Batı’nın Sahte Değerler Sistemi
Batı medeniyeti, yüzyıllardır kendini "medeniyetin zirvesi" olarak pazarlamakta, demokrasi, insan hakları, özgürlük, bilim ve akıl gibi kavramları birer bayrak gibi sallamaktadır. Fakat bu kavramların arkasını kazıdığınızda ortaya çıkan şey; söylem ile eylemin zıtlığı, maskenin altındaki sömürü, iki yüzlülük ve çüşmüş bir ahlaki yapıdır.
1. Demokrasi ve İfade Özgürlüğü: Kime Göre, Ne Zaman?
Batı, ifade özgürlüğüne kutsiyet atfeder; ancak bu özgürlük sadece kendi çıkarlarına hizmet ettiği müddetçe geçerlidir. Siyonizmi eleştiren bir akademisyen susturulur, Batı dışı bir seçim sonuç verirse meşru kabul edilmez. Bu, demokrasi adı altında bir tahakküm aracından başka bir şey değildir.
2. Bilim ve Akıl: Putlaştırılmanın Ardındaki Boşluk
Bilimsel yöntem, gözlem ve deneyle hakikate ulaşmayı hedefler. Ancak modern Batı bu yöntemi bir "din" gibi sistemleştirerek, metafiziği dışlamış, vahyi ilmin dışına itmiştir. Akıl, kendi başına yeterliymiş gibi sunulmuş; ama bu akıl, en sonunda insanı tanrılaştırmaya yeltenmiş, ahlâkı silip yerine algoritma koymuştur.
3. Ahlak ve Haklar: Göreceliliğin Kıskacında Değer Kirliliği
Batı’nın ahlaki sistemi, fıtratı ve vahyi esas almayan bir "toplumsal mutabakat" zeminine dayandığı için kaygandır. Bir ülkede sapkınlık suç sayılırken, diğerinde hak olarak pazarlanır. Ahlakın ilkesizleştiği yerde haklar da yozlaşır. "Kadın hakları" diyerek iffeti hedef almak, "özgürlük" diyerek aileyi yıkmak, çıkarlı çifte standartlı bir sistemin günlük pratiğidir.
4. Adalet ve Hukuk: Güce Göre Tanımlanan Normlar
Uluslararası hukuk, Batı’nın sınırları dışındaki halkları cezalandırmak için kullanılırken, kendi üst yapısına dokunulmaz. Filistinli direnirse terörist, Ukraynalı direnirse kahraman olur. Burada hukuk, ilkeye değil, siyasete bağlı olarak işler.
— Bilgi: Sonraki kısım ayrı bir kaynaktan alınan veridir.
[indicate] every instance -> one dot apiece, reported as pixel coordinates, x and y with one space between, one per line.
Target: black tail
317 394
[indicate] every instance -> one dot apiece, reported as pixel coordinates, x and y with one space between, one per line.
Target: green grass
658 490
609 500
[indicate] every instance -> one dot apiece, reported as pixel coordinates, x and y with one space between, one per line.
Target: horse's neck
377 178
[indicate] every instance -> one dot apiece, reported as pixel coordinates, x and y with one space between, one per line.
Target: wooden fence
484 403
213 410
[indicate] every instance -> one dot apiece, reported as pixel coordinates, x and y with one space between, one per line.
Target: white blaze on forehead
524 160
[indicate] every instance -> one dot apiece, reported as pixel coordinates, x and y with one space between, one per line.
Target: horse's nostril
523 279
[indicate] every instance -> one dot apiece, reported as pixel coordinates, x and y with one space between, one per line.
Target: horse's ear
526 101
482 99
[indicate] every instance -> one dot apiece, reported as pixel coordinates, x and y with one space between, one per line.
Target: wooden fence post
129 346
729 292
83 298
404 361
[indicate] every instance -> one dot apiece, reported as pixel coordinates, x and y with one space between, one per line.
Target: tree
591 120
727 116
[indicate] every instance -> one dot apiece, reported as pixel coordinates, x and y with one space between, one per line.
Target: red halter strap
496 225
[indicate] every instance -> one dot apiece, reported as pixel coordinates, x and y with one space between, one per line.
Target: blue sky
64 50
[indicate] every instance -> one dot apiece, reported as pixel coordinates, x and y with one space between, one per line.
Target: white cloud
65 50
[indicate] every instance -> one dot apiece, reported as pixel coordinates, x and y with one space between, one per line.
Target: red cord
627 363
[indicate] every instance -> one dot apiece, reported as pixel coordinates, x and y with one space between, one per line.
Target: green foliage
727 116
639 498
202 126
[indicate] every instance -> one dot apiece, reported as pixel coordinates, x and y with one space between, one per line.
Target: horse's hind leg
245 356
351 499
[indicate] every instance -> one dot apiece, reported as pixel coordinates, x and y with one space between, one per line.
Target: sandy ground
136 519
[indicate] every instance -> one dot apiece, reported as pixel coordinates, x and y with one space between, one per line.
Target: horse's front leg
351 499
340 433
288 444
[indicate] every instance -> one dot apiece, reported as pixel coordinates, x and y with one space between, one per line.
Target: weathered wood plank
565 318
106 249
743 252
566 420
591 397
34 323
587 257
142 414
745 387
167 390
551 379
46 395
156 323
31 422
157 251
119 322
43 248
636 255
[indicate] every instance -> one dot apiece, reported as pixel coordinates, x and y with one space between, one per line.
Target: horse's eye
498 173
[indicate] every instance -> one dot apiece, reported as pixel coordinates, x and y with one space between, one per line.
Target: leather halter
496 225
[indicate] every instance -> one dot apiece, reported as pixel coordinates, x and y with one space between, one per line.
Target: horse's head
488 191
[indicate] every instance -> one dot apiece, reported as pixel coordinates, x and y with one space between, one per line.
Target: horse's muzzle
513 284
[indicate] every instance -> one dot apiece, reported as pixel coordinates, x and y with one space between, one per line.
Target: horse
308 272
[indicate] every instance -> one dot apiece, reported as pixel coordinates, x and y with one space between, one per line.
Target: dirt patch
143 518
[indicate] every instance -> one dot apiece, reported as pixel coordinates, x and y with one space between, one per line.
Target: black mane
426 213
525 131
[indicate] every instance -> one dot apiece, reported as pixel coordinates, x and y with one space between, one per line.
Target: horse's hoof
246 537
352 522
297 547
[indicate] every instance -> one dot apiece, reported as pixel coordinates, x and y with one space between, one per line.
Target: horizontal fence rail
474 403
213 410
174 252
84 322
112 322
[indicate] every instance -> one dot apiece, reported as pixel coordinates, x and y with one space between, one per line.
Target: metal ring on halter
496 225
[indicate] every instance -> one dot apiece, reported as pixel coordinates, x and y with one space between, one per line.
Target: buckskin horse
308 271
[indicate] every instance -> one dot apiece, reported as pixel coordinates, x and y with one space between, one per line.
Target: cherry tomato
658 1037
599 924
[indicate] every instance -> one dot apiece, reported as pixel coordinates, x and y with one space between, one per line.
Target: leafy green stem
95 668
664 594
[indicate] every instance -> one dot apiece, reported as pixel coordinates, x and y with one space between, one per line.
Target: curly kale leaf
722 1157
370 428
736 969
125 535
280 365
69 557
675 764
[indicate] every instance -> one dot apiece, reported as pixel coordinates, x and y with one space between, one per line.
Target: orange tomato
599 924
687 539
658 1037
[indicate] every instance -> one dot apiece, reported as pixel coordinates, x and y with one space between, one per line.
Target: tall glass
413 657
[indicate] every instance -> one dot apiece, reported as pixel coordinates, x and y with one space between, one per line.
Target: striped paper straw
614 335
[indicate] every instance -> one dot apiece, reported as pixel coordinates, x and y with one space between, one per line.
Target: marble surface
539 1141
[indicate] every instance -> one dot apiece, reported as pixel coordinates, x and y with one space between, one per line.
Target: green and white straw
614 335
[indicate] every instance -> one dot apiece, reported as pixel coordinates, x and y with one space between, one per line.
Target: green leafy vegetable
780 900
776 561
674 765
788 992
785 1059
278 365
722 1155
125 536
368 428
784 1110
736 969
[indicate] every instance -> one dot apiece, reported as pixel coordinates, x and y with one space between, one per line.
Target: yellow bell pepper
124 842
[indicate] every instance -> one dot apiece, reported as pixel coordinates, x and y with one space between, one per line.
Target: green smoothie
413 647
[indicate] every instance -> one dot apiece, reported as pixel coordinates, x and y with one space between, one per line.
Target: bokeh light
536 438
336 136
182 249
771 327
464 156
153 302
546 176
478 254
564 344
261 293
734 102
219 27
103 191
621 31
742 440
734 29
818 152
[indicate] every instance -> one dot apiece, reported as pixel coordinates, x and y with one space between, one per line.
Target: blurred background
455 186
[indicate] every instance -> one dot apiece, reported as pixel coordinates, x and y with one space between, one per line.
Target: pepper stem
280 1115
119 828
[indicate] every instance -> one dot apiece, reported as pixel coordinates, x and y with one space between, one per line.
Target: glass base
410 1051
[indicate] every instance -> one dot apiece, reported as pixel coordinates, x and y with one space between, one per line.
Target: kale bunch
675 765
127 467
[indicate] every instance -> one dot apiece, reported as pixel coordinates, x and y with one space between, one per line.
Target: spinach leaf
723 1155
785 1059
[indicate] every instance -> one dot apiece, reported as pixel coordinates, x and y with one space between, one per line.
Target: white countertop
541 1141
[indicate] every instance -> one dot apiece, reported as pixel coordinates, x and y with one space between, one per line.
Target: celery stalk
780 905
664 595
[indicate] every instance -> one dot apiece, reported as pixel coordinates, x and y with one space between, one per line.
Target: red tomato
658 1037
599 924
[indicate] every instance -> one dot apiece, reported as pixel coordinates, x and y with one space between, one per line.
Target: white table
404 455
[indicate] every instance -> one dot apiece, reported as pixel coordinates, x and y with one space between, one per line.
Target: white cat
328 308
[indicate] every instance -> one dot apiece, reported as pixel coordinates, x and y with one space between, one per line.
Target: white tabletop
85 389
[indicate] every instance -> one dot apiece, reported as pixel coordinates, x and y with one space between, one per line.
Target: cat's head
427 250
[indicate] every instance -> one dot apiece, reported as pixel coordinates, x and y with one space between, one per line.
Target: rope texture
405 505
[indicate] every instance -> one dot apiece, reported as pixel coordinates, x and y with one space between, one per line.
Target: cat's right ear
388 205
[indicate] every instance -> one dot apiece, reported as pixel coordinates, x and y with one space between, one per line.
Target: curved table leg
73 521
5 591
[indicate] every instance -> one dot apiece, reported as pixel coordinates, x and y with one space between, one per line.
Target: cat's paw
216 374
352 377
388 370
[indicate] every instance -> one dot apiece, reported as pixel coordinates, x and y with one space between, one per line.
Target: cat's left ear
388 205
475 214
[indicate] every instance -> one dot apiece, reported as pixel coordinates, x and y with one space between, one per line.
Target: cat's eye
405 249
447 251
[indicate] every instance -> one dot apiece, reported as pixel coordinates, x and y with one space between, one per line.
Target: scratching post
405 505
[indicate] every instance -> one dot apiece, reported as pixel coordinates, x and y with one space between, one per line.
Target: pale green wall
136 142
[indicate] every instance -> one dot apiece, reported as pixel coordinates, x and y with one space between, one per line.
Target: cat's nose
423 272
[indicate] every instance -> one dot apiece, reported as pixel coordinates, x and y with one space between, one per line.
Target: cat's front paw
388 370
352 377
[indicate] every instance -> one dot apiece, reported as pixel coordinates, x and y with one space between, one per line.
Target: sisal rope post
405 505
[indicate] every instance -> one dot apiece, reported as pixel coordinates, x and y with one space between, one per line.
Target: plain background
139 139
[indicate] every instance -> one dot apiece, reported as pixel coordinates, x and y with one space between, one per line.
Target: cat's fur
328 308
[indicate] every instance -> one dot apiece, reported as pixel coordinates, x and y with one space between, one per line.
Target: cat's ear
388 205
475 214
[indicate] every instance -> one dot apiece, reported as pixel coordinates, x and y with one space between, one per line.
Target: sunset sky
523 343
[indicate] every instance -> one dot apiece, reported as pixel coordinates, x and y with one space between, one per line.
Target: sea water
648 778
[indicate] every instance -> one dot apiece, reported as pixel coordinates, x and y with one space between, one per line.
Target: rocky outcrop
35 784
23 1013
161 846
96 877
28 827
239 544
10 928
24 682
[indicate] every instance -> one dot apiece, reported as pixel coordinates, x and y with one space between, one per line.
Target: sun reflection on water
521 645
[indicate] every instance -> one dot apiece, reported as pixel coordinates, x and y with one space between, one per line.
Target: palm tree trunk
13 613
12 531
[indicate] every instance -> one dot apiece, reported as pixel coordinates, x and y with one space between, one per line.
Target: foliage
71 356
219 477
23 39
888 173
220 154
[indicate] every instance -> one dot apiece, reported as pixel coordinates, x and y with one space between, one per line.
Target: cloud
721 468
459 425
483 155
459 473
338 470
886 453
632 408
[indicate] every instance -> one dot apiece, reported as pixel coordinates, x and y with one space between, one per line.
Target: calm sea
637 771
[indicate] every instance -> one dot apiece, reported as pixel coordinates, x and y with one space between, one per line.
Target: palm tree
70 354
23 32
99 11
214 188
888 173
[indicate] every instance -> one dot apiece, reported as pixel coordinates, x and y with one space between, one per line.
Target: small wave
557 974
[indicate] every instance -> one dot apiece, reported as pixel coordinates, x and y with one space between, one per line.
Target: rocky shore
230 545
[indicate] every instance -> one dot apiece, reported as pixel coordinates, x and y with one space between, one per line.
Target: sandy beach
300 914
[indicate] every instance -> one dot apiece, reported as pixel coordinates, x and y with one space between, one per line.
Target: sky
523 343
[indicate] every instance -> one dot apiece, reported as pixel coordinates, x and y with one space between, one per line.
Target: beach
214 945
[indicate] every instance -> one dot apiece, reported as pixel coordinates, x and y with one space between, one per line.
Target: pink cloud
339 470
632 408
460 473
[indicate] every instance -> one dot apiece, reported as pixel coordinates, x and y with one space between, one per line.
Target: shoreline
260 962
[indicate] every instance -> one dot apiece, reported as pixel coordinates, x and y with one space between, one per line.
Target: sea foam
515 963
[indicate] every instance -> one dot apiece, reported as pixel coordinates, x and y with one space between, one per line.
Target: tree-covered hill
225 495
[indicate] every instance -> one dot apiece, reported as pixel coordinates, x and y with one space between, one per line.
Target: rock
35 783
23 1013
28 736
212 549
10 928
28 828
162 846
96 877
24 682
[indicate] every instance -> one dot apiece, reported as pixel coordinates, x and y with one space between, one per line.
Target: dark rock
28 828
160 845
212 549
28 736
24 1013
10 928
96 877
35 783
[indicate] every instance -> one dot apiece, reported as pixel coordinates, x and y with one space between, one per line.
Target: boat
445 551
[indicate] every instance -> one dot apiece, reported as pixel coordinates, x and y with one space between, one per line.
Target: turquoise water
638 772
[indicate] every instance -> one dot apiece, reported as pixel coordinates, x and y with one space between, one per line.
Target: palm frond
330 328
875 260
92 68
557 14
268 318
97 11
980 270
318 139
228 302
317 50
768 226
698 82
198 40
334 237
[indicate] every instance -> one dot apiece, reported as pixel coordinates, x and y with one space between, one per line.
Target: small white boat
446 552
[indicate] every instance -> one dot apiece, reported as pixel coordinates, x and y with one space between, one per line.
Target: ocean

5. Teknoloji ve İlerleme: Modern Putlar
Batı, artık teknolojiyi "kurtarıcısı" ilan etmiştir. Yapay zekâ, genetik mühendislik, transhümanizm gibi alanlarda Tanrıya meydan okurcasına ilerleme vaad eder. Lakin bu "ilerleme" ahlaksızsa, zulmü besliyorsa, insana değil sisteme hizmet ediyorsa bu ancak çağdaş bir Karunluktur.
Sonuç: Sözde Değerler, Özde Fitne
Batı’nın sahte değerler sistemi, hakikati gölgede bırakmaktadır. Kavramların içi boşaltılmış, anlamlar çarpıtılmış, düzen sahte özgürlükler üzerine kurulmuştur. Bugün hakikatin sesi, bu putların arasından çıkacak Musa yürekli insanları beklemektedir. Kalemimiz, cesaretimiz, irfanımız ve imanımız varsa; bu sahte düzen elbet bir gün yere çalınacaktır.